Under the umbrella tagline “We Mean Business,” Reed spelled out some of the many resources and initiatives now in place at the UI to support budding entrepreneurs, Iowa small business owners and employees, faculty who want to commercialize their research, and students interested in exploring careers in Science, Technology, Engineering and Mathematics (STEM).

Those include UI Partners, designed to help small Iowa companies innovate and grow by solving their IT challenges; UI Ventures, an initiative designed to accelerate faculty, post-doctorate, and student startups and cultivate entrepreneurship; UI ProtoLabs, a three-facility prototyping resource open to faculty, students and staff, startups, businesses, and the general public; the UI Research Foundation and UI Research Park, which he said “are critical to supporting faculty innovation and business startups”; and the John Pappajohn Entrepreneurial Center in the Tippie College of Business.

“When we talk about economic development, we mean business,” he said. “We’re serious about it, and we’re committed to enhancing the business climate.”

He said the university’s collective work has already paid dividends, which include:

  • Invention disclosures are up 44 percent over last year
  • There are 24 startups in the pipeline, 10 new this year
  • 53 student businesses are under development through JPEC
  • 36 companies are now in the University of Iowa Research Park, employing more than 1,800 people
  • Faculty/student teams completed 55 business consulting projects at 42 companies in eight Iowa counties
  • 15 business teams attended Venture Schools to assess startup ideas

Moving forward, Reed said new and innovative partnerships among government, academia and industry are critical to create and transmit knowledge into the marketplace, enhance research and development, and develop innovative, globally competitive policies.

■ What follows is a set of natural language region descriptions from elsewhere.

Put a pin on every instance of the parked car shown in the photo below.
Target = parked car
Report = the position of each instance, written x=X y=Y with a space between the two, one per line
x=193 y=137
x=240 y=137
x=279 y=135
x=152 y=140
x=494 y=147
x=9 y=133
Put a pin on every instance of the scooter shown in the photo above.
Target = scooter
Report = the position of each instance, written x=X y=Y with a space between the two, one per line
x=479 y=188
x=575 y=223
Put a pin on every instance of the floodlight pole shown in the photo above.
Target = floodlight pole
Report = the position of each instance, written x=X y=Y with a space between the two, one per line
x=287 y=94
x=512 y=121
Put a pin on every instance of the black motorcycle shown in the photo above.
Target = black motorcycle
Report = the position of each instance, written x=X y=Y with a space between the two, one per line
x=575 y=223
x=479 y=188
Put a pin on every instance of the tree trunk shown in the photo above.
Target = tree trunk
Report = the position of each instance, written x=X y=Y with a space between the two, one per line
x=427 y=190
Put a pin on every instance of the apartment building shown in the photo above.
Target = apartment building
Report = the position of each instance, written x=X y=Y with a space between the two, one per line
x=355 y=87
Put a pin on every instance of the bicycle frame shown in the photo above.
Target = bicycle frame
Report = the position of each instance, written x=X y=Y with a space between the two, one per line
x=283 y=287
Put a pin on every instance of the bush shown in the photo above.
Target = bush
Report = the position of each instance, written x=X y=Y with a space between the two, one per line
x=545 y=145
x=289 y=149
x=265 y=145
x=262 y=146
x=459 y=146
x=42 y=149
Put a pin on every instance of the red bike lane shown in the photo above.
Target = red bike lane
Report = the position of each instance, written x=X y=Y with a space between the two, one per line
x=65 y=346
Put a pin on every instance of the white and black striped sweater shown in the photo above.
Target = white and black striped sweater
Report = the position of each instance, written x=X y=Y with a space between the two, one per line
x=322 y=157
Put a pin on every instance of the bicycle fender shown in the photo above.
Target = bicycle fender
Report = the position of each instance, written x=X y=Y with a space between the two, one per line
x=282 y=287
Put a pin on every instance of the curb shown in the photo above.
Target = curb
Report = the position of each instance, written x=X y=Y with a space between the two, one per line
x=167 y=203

He cited as an example the rich opportunities for partnership presented by the recent proposal by his office to secure $3 million in state funding over three years to establish the Autonomous Intelligent Machines and Systems (or AIMS) Institute. The institute would bring together industry leaders and experts at the university in human factors, safety, and engineering work at the National Advanced Driving Simulator, the UI Center for Computer Aided Design, and the Operator Performance Laboratory, among others.

AIMS would be dedicated to researching, developing, testing, and examining public policy implications of self-driving cars, unmanned aircraft systems, and other autonomous machines and systems.

It would also, Reed said, put Iowa at the forefront of research and commercialization in this emerging area.

To keep moving the ball forward on economic development, Reed said—using a football analogy—it’s important to recognize that “sometimes you run, sometimes you pass, but neither succeeds without the other.

“We win based on our collective and coordinated talent, strategy, and adaptive execution,” he said.